Il semble donc qu’il faille renoncer à toute contingence dans l’ordre des phénomènes de l’âme, si l’on admet d’une manière absolue la loi de la conservation de l’énergie psychique, la proportionnalité des sensations, idées, résolutions avec leurs antécédents psychologiques. Mais cette loi est-elle nécessaire ?

On ne peut la considérer comme donnée à priori analytiquement, puisque l’idée des opérations psychologiques n’implique pas un degré déterminé d’énergie, comme condition de leur existence.

Elle n’est pas non plus un jugement synthétique à priori puisque le penchant de l’homme est, au contraire, de croire qu’il dispose de ses actes.

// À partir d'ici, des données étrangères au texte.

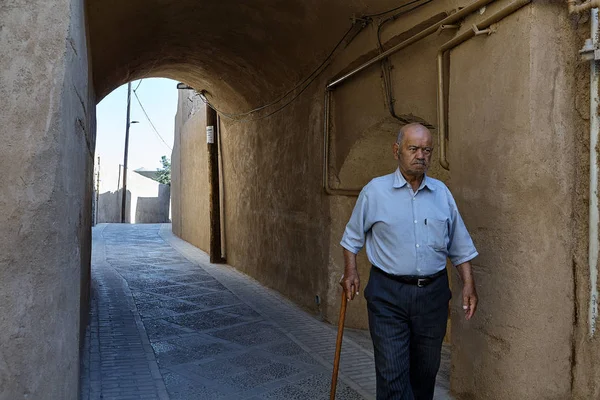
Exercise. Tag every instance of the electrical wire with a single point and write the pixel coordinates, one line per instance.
(149, 120)
(390, 10)
(313, 75)
(310, 78)
(386, 65)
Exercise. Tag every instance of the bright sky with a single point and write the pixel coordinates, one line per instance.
(159, 98)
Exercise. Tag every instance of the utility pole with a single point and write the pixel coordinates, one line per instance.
(213, 179)
(97, 194)
(124, 204)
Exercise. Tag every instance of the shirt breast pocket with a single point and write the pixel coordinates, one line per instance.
(437, 232)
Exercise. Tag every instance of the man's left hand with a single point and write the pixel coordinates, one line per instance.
(469, 299)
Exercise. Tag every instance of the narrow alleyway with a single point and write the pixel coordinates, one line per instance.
(166, 324)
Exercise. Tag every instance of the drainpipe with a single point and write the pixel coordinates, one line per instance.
(477, 29)
(590, 52)
(448, 21)
(575, 8)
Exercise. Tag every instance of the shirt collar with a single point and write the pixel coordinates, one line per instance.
(399, 181)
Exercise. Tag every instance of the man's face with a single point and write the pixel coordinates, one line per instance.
(414, 153)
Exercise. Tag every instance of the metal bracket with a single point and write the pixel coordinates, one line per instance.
(589, 51)
(478, 32)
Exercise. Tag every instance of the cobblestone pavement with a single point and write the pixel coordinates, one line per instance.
(167, 324)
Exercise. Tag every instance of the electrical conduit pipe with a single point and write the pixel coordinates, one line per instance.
(461, 38)
(594, 217)
(460, 14)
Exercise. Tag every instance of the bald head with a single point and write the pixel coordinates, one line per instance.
(413, 149)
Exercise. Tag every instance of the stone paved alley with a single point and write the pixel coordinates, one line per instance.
(167, 324)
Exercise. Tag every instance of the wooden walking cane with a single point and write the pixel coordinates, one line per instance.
(338, 345)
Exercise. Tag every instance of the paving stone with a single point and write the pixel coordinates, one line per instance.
(250, 334)
(201, 321)
(208, 331)
(181, 388)
(158, 329)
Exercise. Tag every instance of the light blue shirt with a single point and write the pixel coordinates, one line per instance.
(408, 233)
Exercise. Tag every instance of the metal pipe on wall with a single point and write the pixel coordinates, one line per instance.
(463, 12)
(594, 217)
(460, 14)
(577, 8)
(461, 38)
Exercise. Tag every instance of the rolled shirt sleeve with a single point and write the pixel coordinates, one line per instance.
(460, 246)
(358, 226)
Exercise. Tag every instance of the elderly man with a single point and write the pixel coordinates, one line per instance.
(411, 225)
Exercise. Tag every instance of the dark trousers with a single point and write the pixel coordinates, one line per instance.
(407, 325)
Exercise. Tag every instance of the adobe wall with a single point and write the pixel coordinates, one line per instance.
(513, 134)
(517, 169)
(47, 122)
(189, 174)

Cette loi est une connaissance expérimentale, et ne peut prétendre qu’à une nécessité de fait.

Or cette nécessité elle-même lui appartient-elle ?

Si l’on perce la première enveloppe des choses, on trouve sans doute que la variété infinie que présente la surface du monde psychologique n’existe pas dans le fond. Même dans l’ordre moral, sous les dehors changeants, il y a des couches de plus en plus solides. Sous la disposition du moment, il y a le caractère individuel, sous le caractère individuel les mœurs du temps, puis le caractère national, puis enfin la nature humaine. Or la nature humaine demeure sensiblement la même.